Thursday, June 30, 2011

The Yoacomaco:
St. Mary’s First Residents

The native residents of what is now St. Mary’s City were the Yaocomaco, an independent Piscataway Indian clan of the Seccowocomaco tribe- a tribe that lived near present day Choptico. The Yaocomaco were of Algonquian lingual and Eastern Woodland cultural origin. They were probably living near the St. Mary’s River to take advantage of the natural resources of the region as well as potential trade with other natives and Europeans such as Henry Fleete who traded for beaver furs on the Potomac and its tributaries. Residing on either side of the river, the Yoacomaco tribe who lived in St.

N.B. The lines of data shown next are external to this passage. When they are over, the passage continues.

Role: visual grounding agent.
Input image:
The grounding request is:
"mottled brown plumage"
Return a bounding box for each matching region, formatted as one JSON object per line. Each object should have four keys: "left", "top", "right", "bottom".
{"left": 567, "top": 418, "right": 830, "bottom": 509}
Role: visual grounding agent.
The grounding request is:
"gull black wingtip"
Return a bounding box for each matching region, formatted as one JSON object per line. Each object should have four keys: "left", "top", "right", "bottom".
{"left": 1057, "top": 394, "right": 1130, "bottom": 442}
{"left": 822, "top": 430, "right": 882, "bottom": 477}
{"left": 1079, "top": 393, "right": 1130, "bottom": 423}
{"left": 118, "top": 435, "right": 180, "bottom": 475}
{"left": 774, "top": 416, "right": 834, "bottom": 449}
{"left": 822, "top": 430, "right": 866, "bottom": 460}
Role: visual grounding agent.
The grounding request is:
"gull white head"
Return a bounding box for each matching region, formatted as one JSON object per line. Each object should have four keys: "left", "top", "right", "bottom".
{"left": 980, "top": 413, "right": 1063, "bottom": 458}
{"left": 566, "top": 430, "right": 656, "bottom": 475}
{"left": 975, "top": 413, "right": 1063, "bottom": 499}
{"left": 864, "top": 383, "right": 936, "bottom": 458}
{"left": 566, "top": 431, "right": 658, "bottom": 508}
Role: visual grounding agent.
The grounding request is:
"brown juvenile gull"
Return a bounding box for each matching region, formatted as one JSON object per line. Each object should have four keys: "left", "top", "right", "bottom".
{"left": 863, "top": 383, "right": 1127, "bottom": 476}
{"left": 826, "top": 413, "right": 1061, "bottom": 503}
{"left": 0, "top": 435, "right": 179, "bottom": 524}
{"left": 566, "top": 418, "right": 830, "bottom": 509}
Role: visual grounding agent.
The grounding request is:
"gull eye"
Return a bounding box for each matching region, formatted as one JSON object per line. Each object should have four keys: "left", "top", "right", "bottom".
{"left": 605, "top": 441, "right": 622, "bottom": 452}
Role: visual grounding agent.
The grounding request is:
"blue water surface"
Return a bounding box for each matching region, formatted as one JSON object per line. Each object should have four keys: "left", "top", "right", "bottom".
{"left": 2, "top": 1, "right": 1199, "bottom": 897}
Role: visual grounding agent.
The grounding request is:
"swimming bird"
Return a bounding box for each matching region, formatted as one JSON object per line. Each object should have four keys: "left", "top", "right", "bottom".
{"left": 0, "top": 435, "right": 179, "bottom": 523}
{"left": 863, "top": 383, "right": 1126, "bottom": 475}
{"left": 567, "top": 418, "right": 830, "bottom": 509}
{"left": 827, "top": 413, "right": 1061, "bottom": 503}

Mary’s City previous to its settlement were a hunting and gathering tribe, dependent on the seasonal local agriculture for survival.

“The Piscataway and Patuxent peoples…lived in towns, although subsistence requirements necessitated seasonal movement to interior hunting camps and regular coming and going from the towns” (Clark 119). A large component of the Yaocomaco diet, hunting was the chief occupation of men in the tribe. The most commonly hunted animals included deer, reptiles, shellfish, and most importantly fish such as sturgeon and striped bass.
Seasonal harvests of corn, beans and squash made up the majority of the Yaocomaco diet along with native seeds, fruits, and roots harvested nearby by the women of the tribe. A staple of the Yaocomaco way of life, corn was of the utmost importance to the tribe so much so that the destruction of a corn crop could be punishable by death.
The appearance of the Yaocomaco was described in detail by the colonists who observed and lived among them. Taller and displaying better health than the average European, the Yaocomaco were reportedly “tawny”-skinned with black hair which was often worn in two long locks on either side of the head.
Colonist John Lawson describes a tradition of body pigmentation among the Yaocomaco, explaining they would “dawb themselves with Bears Oil, and a Colour like burnt Cork. This is begun in their Infancy, and continued for a long time, which fills the Pores, and enables them better to endure the Extremity of the Weather” (Rountree 54).
Red and blue pigments would likewise be used on the face “mixed with oil, to keep off the mosquitoes,” according to Father Andrew white, a missionary colonists. And women would often have tattoos on the face, breasts, arms, and legs.
Making use of the abundant resources available, the Yaocomaco often wore animal (specifically deer) hides as loincloths and aprons  in warm weather and as mantles and leggings with linen trade shirts in colder months as well as moccasins and fur. Both men and women wore jewelry made from shell, bone, copper, stone, clay, and pearl beads as well as small animal parts for decoration.